Selon le chef de l’administration militaire de Kiev, Tymour Tkachenko, la Russie a déployé plus de 700 drones ainsi que 70 à 74 missiles balistiques et de croisière contre la capitale ukrainienne. Les bilans provisoires font état d’au moins 25 morts et 85 blessés, un chiffre que certaines sources locales portent à 27 morts et 91 blessés. Des immeubles résidentiels ont perdu plusieurs étages sous l’effet des frappes, et de nombreux incendies se sont déclarés à travers la ville, rapportent franceinfo et France 24.

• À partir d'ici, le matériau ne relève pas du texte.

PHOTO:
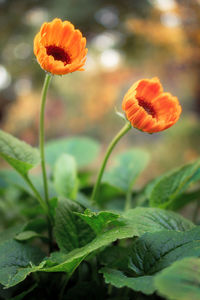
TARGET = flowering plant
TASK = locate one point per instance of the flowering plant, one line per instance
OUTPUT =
(101, 241)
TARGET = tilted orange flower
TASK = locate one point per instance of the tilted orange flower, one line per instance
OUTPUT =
(148, 108)
(60, 48)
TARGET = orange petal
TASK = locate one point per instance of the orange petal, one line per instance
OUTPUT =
(148, 89)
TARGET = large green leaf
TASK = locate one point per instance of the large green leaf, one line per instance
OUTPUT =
(83, 149)
(18, 154)
(127, 168)
(99, 221)
(116, 278)
(71, 231)
(65, 176)
(15, 257)
(180, 281)
(173, 184)
(155, 251)
(147, 220)
(13, 178)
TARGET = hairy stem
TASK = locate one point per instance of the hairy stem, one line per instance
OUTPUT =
(111, 146)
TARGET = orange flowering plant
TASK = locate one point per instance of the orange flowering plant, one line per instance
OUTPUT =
(102, 237)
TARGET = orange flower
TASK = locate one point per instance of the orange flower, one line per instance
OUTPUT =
(148, 108)
(59, 48)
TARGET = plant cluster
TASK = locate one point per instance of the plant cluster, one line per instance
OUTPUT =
(105, 241)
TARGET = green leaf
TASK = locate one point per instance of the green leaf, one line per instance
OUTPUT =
(11, 232)
(127, 168)
(135, 223)
(147, 219)
(115, 257)
(180, 281)
(155, 251)
(27, 235)
(70, 230)
(15, 256)
(99, 221)
(83, 149)
(18, 154)
(65, 176)
(23, 294)
(142, 284)
(172, 185)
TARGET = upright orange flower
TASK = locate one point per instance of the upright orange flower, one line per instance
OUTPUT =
(59, 48)
(148, 108)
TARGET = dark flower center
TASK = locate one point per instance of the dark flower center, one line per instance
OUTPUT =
(58, 54)
(147, 107)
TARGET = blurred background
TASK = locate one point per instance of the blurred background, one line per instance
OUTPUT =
(127, 40)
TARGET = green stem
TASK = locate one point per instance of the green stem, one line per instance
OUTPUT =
(45, 208)
(120, 134)
(42, 153)
(196, 212)
(128, 200)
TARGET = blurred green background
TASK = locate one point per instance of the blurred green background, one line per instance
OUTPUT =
(127, 40)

Des infrastructures civiles touchées
Parmi les bâtiments endommagés figure un entrepôt de la Croix-Rouge contenant de l’aide humanitaire, “détruit” selon l’organisation. Le chef de la diplomatie ukrainienne, Andriï Sybiha, a appelé les partenaires occidentaux de Kiev à accélérer leurs livraisons de systèmes de défense antiaérienne, déclarant : « Ne retardez pas les décisions concernant la défense aérienne de l’Ukraine. »
Zelensky promet une riposte
Volodymyr Zelensky a affirmé que l’Ukraine répondrait “assurément” à cette attaque. Depuis plusieurs mois, l’armée ukrainienne a intensifié ses propres frappes de drones contre le territoire russe et les zones occupées par Moscou. Dans la nuit du 1er au 2 juillet, des attaques ukrainiennes ont notamment fait un mort dans la région de Belgorod et un autre dans celle de Nijni Novgorod, en Russie.
Un contexte de guerre qui s’intensifie
Cette attaque intervient alors que les échanges de frappes entre Kiev et Moscou se sont multipliés ces dernières semaines, chacune des deux parties accusant l’autre d’intensifier les hostilités. Aucun cessez-le-feu ni accord de désescalade n’est à ce stade acté entre les deux pays, plus de quatre ans après le début de l’invasion russe de l’Ukraine.
La question du soutien occidental en matière de défense antiaérienne reste posée à Kiev, qui multiplie les appels du pied à ses partenaires. Les prochains jours diront si cette nuit du 2 juillet marque un tournant dans l’intensité du conflit, ou un nouveau pic isolé dans une guerre déjà longue de plus de quatre ans.